NAIROBI, Kenya — The World Health Organization's director-general on Thursday denied an allegation from his own country, Ethiopia, that he was lobbying neighboring nations to provide arms and other support to the defiant Tigray region, which has been clashing with the Ethiopian government for two weeks.
"There have been reports suggesting that I am taking sides in this situation," WHO Director-General Tedros Adhanom Ghebreyesus said in a statement. "This is not true, and I want to say that I am on only one side and that is the side of peace."
Tedros added, "My heart breaks for my home, Ethiopia." He recalled seeing war as a child and its "terrible human toll," and he joined international calls for an immediate de-escalation.
He replied a day after Ethiopia's army chief made the lobbying allegation without citing any evidence. Gen. Birhanu Jula told reporters that the WHO chief had urged unnamed neighbors to "oppose the war and for (the Tigray People's Liberation Front) to get arms."
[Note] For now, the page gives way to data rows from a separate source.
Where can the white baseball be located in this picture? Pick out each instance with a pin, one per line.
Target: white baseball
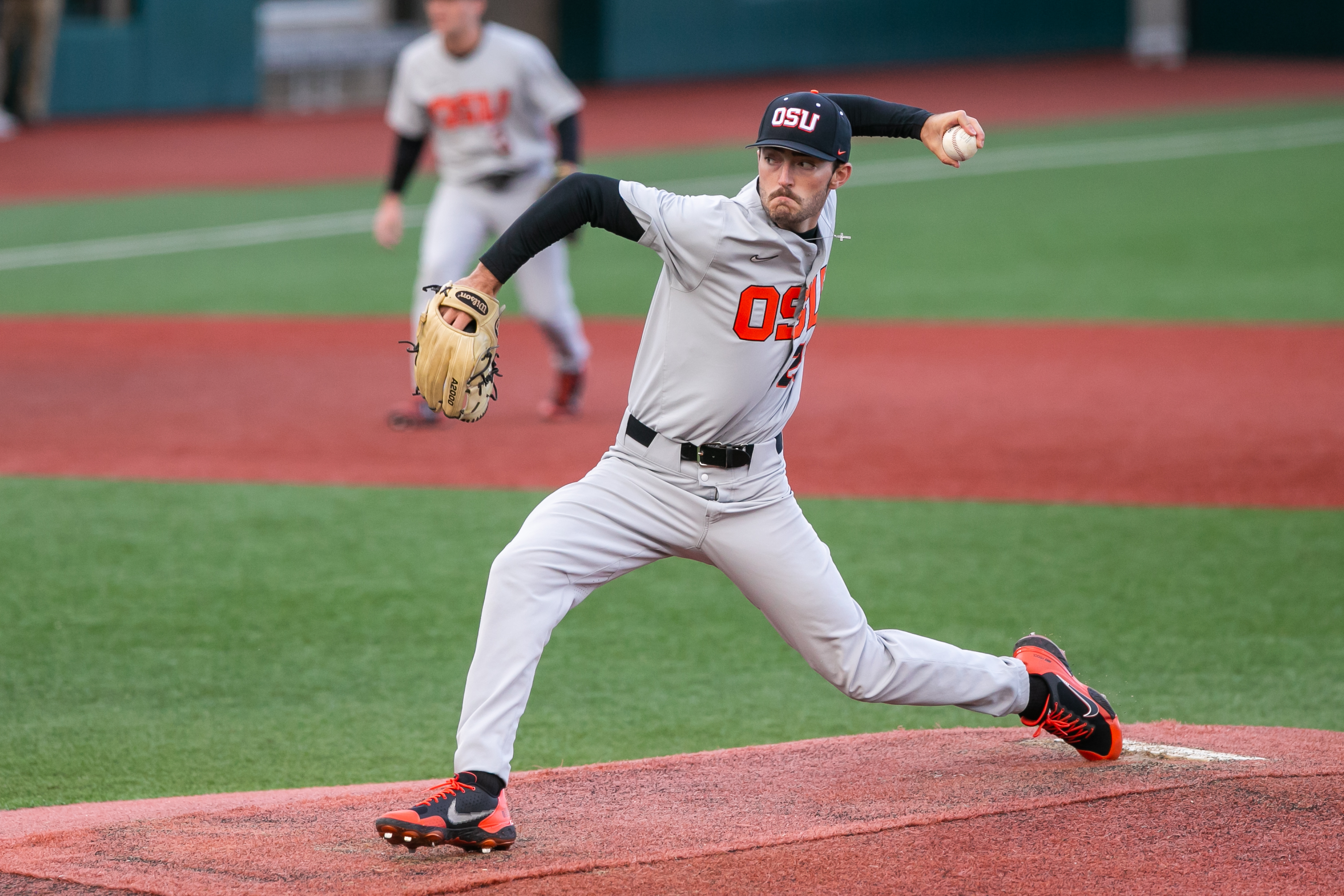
(959, 144)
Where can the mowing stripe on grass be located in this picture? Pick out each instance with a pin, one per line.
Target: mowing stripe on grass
(878, 174)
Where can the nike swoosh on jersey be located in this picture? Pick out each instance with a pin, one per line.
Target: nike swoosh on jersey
(461, 818)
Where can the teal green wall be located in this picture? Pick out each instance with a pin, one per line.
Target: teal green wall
(172, 55)
(1268, 27)
(641, 39)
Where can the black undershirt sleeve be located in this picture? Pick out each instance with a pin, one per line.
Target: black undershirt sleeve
(404, 162)
(577, 200)
(568, 132)
(873, 117)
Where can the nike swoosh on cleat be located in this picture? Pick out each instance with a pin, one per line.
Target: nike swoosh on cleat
(1092, 704)
(461, 818)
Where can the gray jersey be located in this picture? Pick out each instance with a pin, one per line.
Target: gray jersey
(722, 355)
(490, 110)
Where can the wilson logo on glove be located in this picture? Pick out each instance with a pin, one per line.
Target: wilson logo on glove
(473, 300)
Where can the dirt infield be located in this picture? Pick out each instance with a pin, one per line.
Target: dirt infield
(132, 155)
(1213, 415)
(932, 812)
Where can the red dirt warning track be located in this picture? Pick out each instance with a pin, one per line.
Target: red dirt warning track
(967, 810)
(1132, 414)
(80, 159)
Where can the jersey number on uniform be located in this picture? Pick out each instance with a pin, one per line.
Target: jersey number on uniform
(760, 309)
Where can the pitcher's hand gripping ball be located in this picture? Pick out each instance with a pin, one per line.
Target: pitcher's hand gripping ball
(959, 144)
(456, 370)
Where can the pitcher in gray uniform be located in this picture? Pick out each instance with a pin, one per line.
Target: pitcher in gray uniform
(698, 466)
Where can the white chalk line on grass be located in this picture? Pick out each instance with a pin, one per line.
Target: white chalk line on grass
(190, 241)
(878, 174)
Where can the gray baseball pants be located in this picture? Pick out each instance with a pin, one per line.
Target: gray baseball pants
(644, 504)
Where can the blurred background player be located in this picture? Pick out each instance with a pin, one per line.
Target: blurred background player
(491, 94)
(27, 45)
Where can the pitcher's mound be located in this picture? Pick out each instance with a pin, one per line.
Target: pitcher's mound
(968, 810)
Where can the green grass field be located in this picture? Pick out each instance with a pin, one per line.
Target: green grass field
(166, 640)
(1244, 237)
(194, 638)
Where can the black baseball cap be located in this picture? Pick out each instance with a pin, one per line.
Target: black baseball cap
(805, 123)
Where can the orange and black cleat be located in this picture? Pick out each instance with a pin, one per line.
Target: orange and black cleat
(1076, 714)
(457, 813)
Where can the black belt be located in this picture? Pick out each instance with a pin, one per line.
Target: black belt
(713, 454)
(500, 180)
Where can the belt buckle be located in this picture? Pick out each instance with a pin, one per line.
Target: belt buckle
(699, 454)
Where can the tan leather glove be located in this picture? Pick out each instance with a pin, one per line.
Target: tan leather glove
(456, 370)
The Tigray People's Liberation Front, the political party that runs the Tigray region, has been clashing with Ethiopian federal forces since the country's Nobel Peace Prize-winning prime minister accused the heavily armed regional government of attacking a military base. Each government regards the other as illegitimate after a monthslong falling-out amid political reforms.
The conflict threatens to tear apart Africa's second most populous country and destabilize the strategic Horn of Africa region.
The army chief reminded reporters of Tedros' close links to the TPLF, whose government Ethiopia's leaders now consider illegal. Tedros was foreign minister and health minister when the TPLF dominated the country's ruling coalition. Jula asked: "What do you expect of a person like him?"
On Thursday, senior Ethiopian official Redwan Hussein told reporters that Tedros "never tried to reach our government to know and to get briefings about how this (conflict) unfolded," or to ask how he might be of use.